Scaling with Ray¶
Usually, we want to run Kazu over large number of documents, so we need a framework to handle the distributed processing.
Ray is a simple to use Actor style framework that works extremely well for this. In this example,
we demonstrate how Ray can be used to scale Kazu over multiple cores.
Note
Ray can also be used in a multi node environment, for extreme scaling. Please refer to the Ray docs for this.
Overview¶
We’ll use the Kazu LLMNERStep
with some clean up actions to build a Kazu pipeline.
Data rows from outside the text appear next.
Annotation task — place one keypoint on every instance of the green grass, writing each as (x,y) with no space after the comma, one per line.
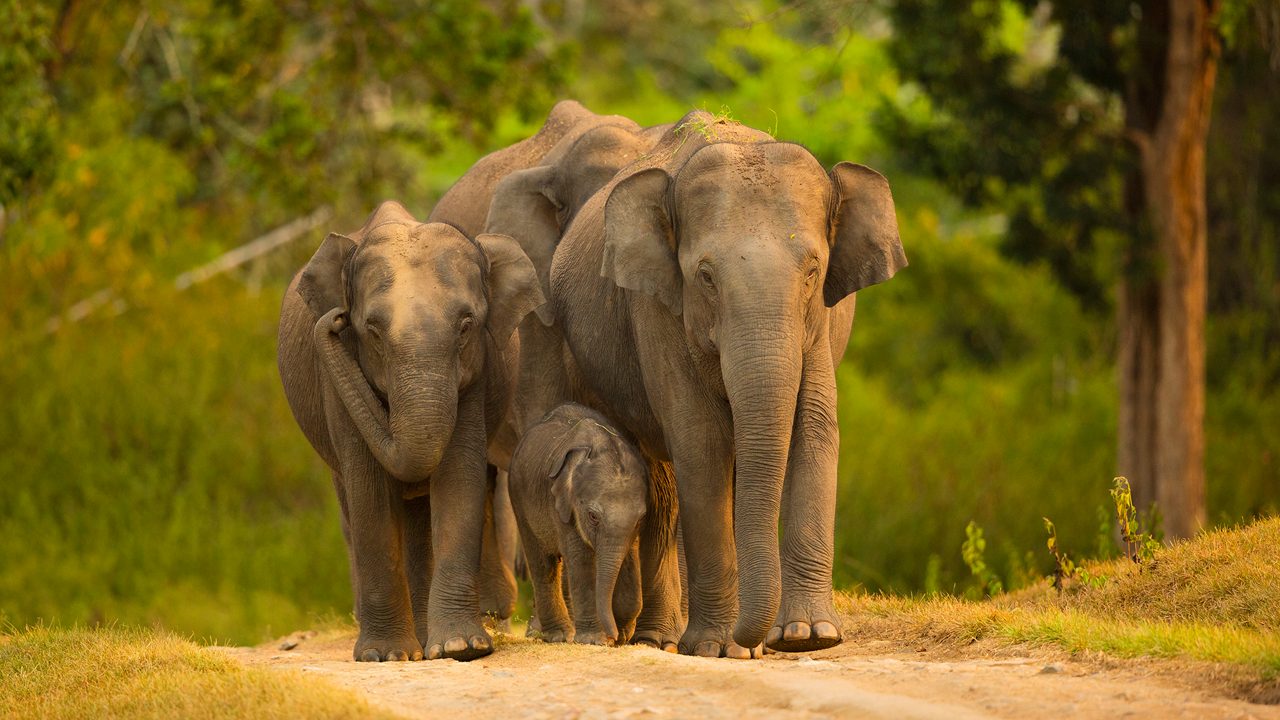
(1214,598)
(131,673)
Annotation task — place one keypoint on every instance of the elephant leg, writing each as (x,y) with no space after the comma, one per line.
(627,596)
(378,543)
(704,474)
(346,536)
(551,615)
(497,579)
(417,551)
(807,616)
(661,619)
(457,523)
(580,564)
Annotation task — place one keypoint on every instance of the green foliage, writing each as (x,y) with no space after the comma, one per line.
(1139,546)
(973,551)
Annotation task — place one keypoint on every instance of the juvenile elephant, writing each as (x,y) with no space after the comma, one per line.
(705,294)
(535,206)
(393,351)
(466,205)
(580,493)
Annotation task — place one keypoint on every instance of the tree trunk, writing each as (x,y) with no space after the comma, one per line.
(1161,309)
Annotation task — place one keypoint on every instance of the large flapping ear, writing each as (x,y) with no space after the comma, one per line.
(864,245)
(562,474)
(525,208)
(513,290)
(320,285)
(639,245)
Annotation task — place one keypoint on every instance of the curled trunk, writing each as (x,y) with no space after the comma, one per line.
(762,378)
(410,440)
(608,564)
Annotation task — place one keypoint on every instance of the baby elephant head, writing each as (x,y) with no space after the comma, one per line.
(600,488)
(408,315)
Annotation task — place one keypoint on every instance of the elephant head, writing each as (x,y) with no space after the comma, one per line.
(408,315)
(748,244)
(599,486)
(536,205)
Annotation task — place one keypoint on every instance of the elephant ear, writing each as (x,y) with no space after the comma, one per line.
(864,244)
(639,244)
(321,283)
(562,474)
(513,290)
(525,208)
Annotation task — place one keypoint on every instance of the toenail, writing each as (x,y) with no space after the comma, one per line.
(826,630)
(795,632)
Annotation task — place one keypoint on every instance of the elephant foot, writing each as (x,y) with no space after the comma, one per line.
(458,641)
(592,637)
(656,639)
(378,650)
(717,642)
(804,627)
(551,634)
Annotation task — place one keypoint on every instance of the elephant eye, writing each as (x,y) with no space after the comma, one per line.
(704,276)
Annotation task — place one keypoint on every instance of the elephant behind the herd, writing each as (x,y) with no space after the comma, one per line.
(703,278)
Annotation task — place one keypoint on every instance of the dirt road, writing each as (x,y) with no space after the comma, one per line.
(530,679)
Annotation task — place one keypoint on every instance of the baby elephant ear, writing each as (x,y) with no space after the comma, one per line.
(864,245)
(320,285)
(513,291)
(562,490)
(639,247)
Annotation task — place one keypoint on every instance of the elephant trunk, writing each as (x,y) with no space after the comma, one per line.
(410,440)
(608,563)
(762,378)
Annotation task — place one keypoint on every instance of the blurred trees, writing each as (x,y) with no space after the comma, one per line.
(1087,122)
(128,124)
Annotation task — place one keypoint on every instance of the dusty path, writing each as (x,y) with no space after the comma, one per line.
(529,679)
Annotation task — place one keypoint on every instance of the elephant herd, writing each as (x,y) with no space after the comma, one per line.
(616,343)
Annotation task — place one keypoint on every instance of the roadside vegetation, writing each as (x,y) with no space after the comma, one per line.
(144,674)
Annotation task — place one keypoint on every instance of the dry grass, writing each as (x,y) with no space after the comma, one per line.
(132,673)
(1215,598)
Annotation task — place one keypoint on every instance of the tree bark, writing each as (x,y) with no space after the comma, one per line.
(1161,309)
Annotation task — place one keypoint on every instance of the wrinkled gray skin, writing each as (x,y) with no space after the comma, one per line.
(705,295)
(535,206)
(466,206)
(393,351)
(580,491)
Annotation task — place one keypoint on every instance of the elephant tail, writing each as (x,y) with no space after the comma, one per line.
(663,506)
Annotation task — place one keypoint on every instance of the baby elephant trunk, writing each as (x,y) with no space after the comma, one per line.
(608,564)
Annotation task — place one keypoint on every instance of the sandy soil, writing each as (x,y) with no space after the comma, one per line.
(530,679)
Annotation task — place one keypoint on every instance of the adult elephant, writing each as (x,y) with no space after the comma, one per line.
(535,206)
(705,294)
(466,206)
(394,356)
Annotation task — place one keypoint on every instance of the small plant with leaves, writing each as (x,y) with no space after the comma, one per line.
(1139,546)
(1064,568)
(974,551)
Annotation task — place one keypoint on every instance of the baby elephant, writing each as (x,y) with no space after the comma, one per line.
(579,490)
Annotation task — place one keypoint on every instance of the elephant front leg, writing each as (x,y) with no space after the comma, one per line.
(497,573)
(662,619)
(704,474)
(457,522)
(807,616)
(417,551)
(384,611)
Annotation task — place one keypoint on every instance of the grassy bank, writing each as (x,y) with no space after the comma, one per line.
(1214,598)
(140,674)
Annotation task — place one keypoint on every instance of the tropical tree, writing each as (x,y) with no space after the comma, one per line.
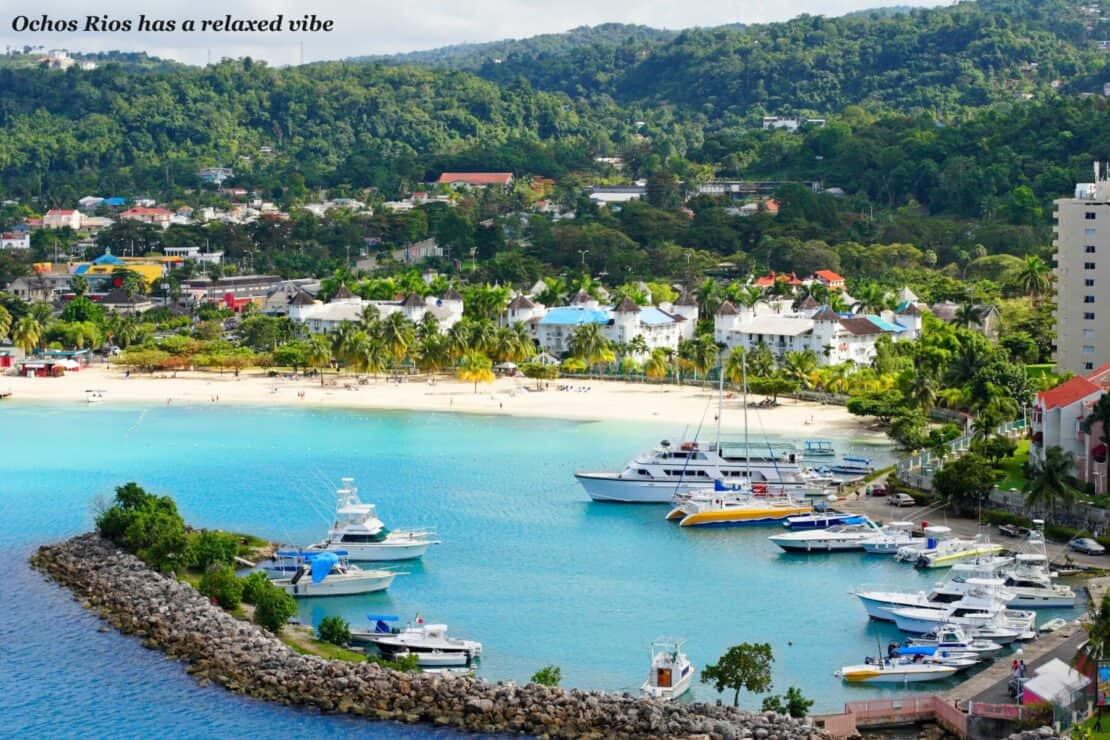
(1035,277)
(475,367)
(27,334)
(1050,480)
We’ll then create multiple
Ray actors to instantiate this pipeline, then feed those actors Kazu Document
s through ray.util.queue.Queue
.
The actors will process the documents, and write the results to another ray.util.queue.Queue
. The main process will then
read from this second queue and write the results to disk.
The code for this orchestration is in `scripts/examples/annotate_with_llm.py`
and the configuration is in
`scripts/examples/conf/annotate_with_llm/default.yaml`
The script can be executed with:
$ python scripts/examples/annotate_with_llm.py --config-path /<fully qualified>/kazu/scripts/examples/conf hydra.job.chdir=True
Note
You will need to add values for the configuration keys marked ???, such as your input directory, vertex config etc.